The Issue: The states are all short on funds with the current condition of the economy. As a result, they are aggressively going after any business that makes sales in their state and has not been collecting sales tax. One of my friends recently found this out the hard way when state revenue agents showed up at his office and began collecting data from his computers without any warning. The end result? Writing a very big check to the Department of Revenue for unpaid sales taxes.
The Rule: A business is required to collect sales tax on sales of “tangible personal property” in any state in which they have a “physical presence.” A physical presence normally means employees or an office in the state. However, many states take the position that if you visit the state to do business, especially at a trade show or speaking event, then you have physical presence and they can require you to collect and remit sales tax on all of your sales.
Tangible personal property means, for speakers, any books, cds, or other information products whether there is a physical product (e.g., cd) or whether it’s merely a download. This means most information products other than seminars and coaching. Even seminars can be subject to tax if they come with a manual or other materials. Some states go so far as to say that even if there is no more than a handout at the seminar, the entire course is subject to sales tax. Our member who got hit with the recent audit puts on multi-speaker events and ended up paying the tax on all of the products sold at his events over the past three years by all of his speakers.
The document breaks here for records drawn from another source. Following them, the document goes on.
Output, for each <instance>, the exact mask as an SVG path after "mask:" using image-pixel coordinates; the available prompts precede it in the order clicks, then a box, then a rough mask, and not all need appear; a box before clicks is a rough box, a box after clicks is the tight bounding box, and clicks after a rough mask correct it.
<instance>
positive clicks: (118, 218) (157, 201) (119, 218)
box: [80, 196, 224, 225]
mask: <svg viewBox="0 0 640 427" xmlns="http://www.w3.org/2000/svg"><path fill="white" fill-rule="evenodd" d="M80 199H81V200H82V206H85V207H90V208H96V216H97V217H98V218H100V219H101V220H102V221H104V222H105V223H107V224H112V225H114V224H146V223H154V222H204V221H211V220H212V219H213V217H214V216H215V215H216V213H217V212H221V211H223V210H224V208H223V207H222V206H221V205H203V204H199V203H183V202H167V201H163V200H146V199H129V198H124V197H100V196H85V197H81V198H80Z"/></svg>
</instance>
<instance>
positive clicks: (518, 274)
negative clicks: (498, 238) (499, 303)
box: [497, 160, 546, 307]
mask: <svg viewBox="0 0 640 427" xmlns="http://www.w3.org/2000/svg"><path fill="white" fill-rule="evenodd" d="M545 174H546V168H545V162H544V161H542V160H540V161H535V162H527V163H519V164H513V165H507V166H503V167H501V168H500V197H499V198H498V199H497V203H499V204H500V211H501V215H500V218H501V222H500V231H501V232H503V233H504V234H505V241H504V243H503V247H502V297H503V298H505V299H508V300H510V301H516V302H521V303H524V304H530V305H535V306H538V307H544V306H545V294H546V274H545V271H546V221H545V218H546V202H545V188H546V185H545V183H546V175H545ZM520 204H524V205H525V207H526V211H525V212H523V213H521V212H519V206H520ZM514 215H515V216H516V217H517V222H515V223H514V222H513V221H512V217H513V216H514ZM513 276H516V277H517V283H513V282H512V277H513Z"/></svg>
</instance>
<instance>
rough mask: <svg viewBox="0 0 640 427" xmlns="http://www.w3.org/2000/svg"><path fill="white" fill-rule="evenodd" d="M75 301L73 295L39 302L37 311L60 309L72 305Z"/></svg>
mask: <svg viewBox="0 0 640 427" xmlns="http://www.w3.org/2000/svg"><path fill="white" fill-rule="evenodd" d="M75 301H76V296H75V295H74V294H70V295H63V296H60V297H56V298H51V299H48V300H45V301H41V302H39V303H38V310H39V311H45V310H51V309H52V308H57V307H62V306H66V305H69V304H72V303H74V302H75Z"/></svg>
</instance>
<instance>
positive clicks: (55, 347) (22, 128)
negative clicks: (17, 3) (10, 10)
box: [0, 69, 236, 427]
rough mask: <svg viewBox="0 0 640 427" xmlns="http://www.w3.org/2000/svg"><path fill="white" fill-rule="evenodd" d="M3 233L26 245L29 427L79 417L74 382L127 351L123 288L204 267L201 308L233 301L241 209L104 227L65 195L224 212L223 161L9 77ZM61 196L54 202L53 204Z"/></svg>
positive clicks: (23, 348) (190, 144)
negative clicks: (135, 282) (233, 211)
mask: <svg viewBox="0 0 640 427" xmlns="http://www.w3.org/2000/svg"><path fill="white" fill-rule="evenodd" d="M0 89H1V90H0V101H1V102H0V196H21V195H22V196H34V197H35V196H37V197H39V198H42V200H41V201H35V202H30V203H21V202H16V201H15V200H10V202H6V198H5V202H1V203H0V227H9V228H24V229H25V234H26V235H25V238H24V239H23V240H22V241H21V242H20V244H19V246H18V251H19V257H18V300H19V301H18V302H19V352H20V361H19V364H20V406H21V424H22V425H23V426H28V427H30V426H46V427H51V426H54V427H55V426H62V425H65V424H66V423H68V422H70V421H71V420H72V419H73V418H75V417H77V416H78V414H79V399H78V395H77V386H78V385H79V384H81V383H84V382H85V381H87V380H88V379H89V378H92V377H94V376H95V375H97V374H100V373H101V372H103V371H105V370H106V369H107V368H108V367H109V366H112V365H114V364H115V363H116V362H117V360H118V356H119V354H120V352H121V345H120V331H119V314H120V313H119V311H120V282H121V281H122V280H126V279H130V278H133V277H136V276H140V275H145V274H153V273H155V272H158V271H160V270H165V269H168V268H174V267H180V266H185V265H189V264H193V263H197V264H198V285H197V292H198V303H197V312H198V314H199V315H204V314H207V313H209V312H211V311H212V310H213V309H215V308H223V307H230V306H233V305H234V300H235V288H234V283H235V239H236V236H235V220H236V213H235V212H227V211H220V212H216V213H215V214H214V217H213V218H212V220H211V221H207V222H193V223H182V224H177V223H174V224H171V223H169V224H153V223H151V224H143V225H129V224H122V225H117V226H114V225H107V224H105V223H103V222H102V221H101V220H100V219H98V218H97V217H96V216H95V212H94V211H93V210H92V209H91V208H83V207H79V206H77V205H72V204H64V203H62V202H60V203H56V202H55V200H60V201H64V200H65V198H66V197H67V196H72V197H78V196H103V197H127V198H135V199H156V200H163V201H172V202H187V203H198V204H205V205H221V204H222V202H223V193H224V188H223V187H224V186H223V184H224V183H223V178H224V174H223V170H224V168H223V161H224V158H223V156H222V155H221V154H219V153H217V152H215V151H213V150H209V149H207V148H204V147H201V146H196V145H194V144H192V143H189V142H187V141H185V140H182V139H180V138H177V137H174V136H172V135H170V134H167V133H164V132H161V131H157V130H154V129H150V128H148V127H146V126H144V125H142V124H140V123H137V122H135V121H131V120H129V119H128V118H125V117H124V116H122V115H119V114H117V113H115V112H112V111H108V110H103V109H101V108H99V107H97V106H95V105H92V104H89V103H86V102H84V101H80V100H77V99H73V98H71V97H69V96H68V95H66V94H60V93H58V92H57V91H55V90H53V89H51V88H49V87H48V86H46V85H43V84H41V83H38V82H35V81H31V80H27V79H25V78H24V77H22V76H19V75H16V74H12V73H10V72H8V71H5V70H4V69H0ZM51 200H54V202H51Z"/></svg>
The Solution: The best solution is simply to collect and remit tax on all sales at seminars. If this is going to cause a closing ratio challenge for you, then you can separate out the charge for the materials from the charge for the seminar or coaching services and only charge tax (or pay it yourself) on the price you charge for the materials. Just be sure the price you list on your sales form for materials is reasonable.
The Rest of the Story: This is only the tip of the iceberg. Once you have a physical presence in a state (say you speak at a seminar in that state), all of your sales to customers in that state, even through the Internet, are subject to sales tax in that state. In addition, you will be subject to income tax in that state as well. The income tax rules are much broader even than sales tax and in most states don’t require a physical presence.
So beware of this major issue as a speaker and/or promoter. 7-8% of all sales straight to your bottom line literally could put you out of business. To be safe, contact a CPA who specializes in multi-state taxes and have them do a state tax review for you. A few thousand dollars of professional fees now could save you hundreds of thousands of dollars later.